Kapı yeniden açıldı. Babam yorgun yüzünü kapının arasından gösterdiğinde uyandığımı görünce kapıyı tamamen açıp içeri girdi. Bakışlarına hem telaş hem de azarlamaya niyetli bir ifade vardı. Önce telaşını dile getirdi. "Eve geldiğimde yanıyordun, Saçların ıpıslaktı, titriyordun. Nasıl korktuğumu tahmin bile edemezsin küçük hanım." Kendimi savunacak gücü kendimde bulamadım. O yüzden sessiz kalarak azarlamasını bitmesini bekledim. "Sana kaç kere yağmurda durma dedim. Hemen hastalandığını bile bile nasıl kendini sırılsıklam edecek kadar durursun yağmurun altında?" Alnını sinirle sıvazlayıp yanıma oturduğunda, yatağımın oturduğu kısmı hafifçe içeri doğru gömüldü. "Beni neden aramadın, telefonun yine yok ortalıkta çünkü değil mi? Bu kez nasıl kaybettin? Ne ara bu kadar dikkatsiz biri oldun sen Ada?"

"Bitti mi?" sesim kısık ama sert çıkmıştı. Zaten hastalıktan kolumu kaldıracak halim yoktu birde azarını dinliyordum. "Hayır, bitmedi küçük hanım! Dolabında maaşımın iki katı değerindeki kıyafetin saatlerdir nerden gelebileceğini düşünüyorum ama yok, kötü düşünceler dışında hiçbir şey gelmiyor aklıma. Söyle bakalım o nereden geldi?"

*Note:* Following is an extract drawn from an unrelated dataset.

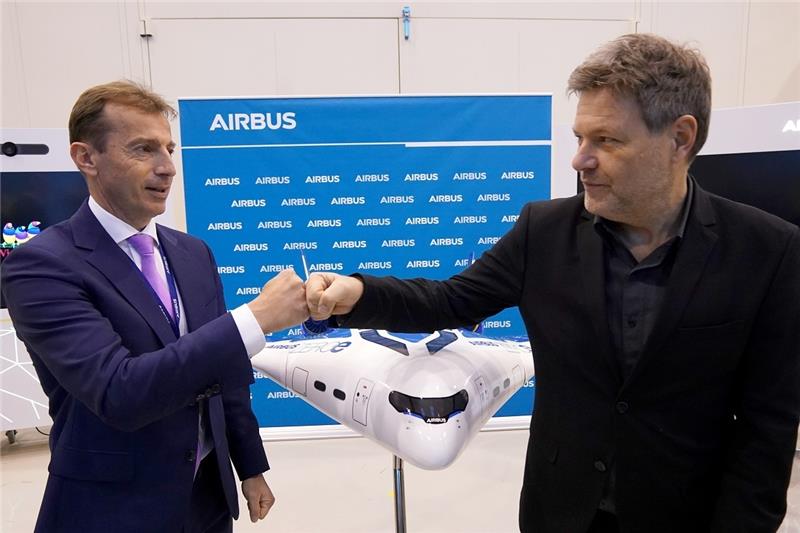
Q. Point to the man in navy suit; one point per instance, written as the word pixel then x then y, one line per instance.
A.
pixel 147 374
pixel 664 320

Bana karakolda suçlulara karşı takındığı o tavrın aynısını takınmıştı. Sanki birine öldürtmüştüm de o yüzden sorguya alınmıştım. Babam bulduğu tüm belirtileri ve delileri önüme atıp hesap soruyordu.

Oysaki suç olarak önüme attığı her dosyanın azmettirici Rüzgar Karahanlı'ydı.

"Birincisi telefonumu kaybetmedim." Çantamın içindeki her şeyle beraber Rüzgar'ın arabasında kalmıştı ama bu günkü ilk yalanımı da söyledim. "Gamze'nin çantasında kalmış." Ee dercesine bir kaşını kaldırdı. Gerçekten de korkunç gözüküyordu. Polis Özgür Demir'in yüzünü kırk yılda bir görsem de bir daha görmemek için dua ediyordum. Sanırım en son üç yıl önce kitap okumaya dalıp ocaktı yemeği unuttuğumda göstermişti bu yüzünü.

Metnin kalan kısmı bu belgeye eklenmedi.